Inside a brooding estate on the western edge of Ylmare, Lord Veynar threw a goblet across the room, wine splashing across the floor.

"Printed news? He's publishing *market transparency*?" he spat.

Beside him, Kordis leaned forward. "We can burn the warehouse. Silence his press."

Veynar shook his head. "No. He wants us to attack. He gains sympathy. But what if we attack from *within*?"

Kordis raised an eyebrow. "You mean…?"

"Turn the public. Accuse him of foreign influence. Corruption. Tie his machines to demontech. Let the mob do what we cannot."

The smear campaign began subtly.

Posters appeared overnight, nailed to alleys and tavern boards: "Beware the Magic Machines", "Metal Demons Walk Among Us", and "Where Does the Merchant's Power Come From?"

Rumors spread that the printed ink caused blindness. That the thermal blankets contained cursed threads. That the Merchant Prince's goods whispered at night.

But Farhan was prepared.

In the next issue of *The Common Voice*, he printed an article titled *"Lies and Shadows: The Price of Change"*. It featured testimonials from orphans warmed by the blankets, farmers who doubled their crop yields with LED grow lights, and a healer who used antiseptics from Farhan's inventory to save lives.

Instead of denying the attacks, he exposed the methods — and mocked the fearmongering.

The people loved it.

Soon, Farhan was holding open forums in the plaza. Anyone could come, speak, ask questions. He explained his products, shared knowledge, and never once hid behind status.

A young girl asked him one day, "Mister Merchant, do you think people like me can one day run a shop too?"

Farhan knelt and handed her a miniature ledger.

"You already have," he said. "Now you just need to believe it."

Behind the scenes, however, Farhan was making quiet moves.

He expanded his Earth inventory with educational kits: DIY chemistry sets, math workbooks, solar calculators, and laminated world maps.

He hired apprentices — not from noble families, but from the slums, from orphanages, from the fringe.

He was building more than a business.

He was building a generation.

Late one evening, as Farhan sat reviewing contracts by lanternlight, Denel approached with a sealed envelope.
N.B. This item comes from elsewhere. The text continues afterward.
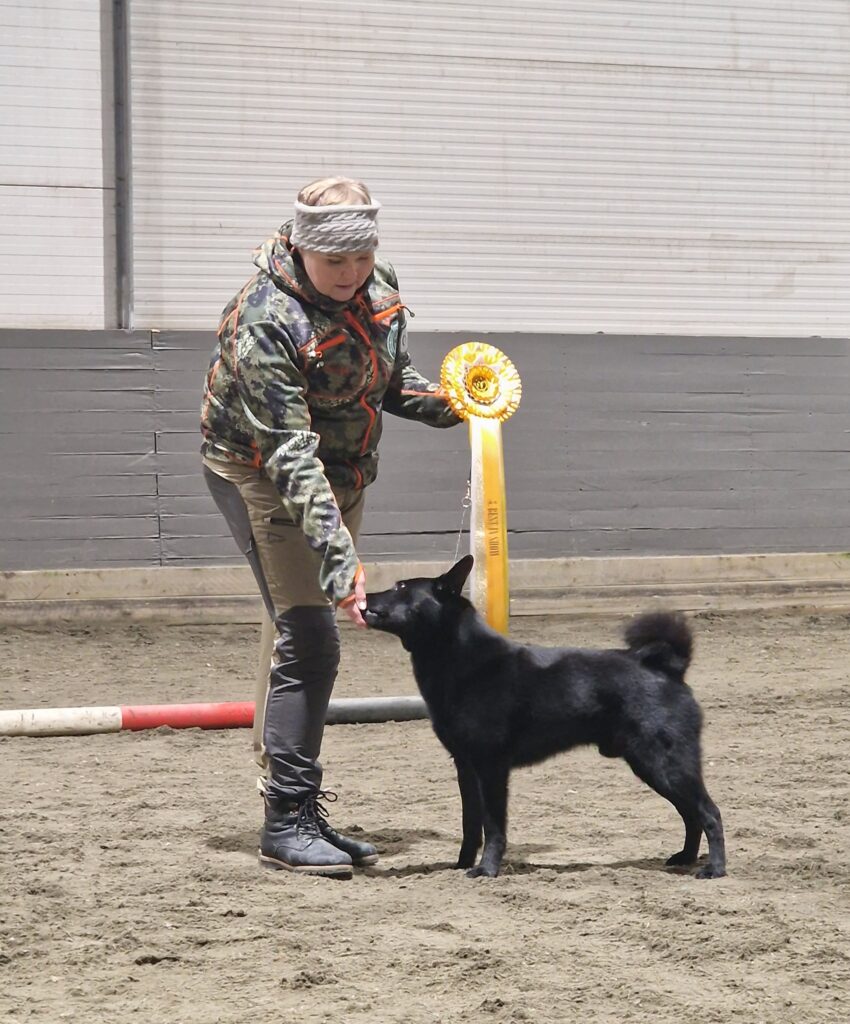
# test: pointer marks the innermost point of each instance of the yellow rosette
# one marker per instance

"It's from the capital," she said. "Royal seal."

Farhan opened it.

His eyes scanned the contents, then narrowed.

"Well?" she asked.

"The king has summoned me. To present my goods before the Crown Council."
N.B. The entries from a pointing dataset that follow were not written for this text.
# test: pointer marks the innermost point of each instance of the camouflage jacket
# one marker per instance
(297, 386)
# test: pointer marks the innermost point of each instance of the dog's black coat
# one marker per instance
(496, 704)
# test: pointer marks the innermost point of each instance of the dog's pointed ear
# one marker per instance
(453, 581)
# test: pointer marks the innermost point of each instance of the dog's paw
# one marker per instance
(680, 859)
Denel blinked. "That's either an honor… or a trap."

Farhan folded the letter. "Either way, it's an opportunity."

She smirked. "You're not afraid, are you?"

Farhan looked out the window toward the distant capital's silhouette on the horizon.

"Only of silence. As long as I have a voice, I'll speak. As long as I have a press, I'll print."

He turned back to his desk.

"And as long as I have trade… I'll keep building."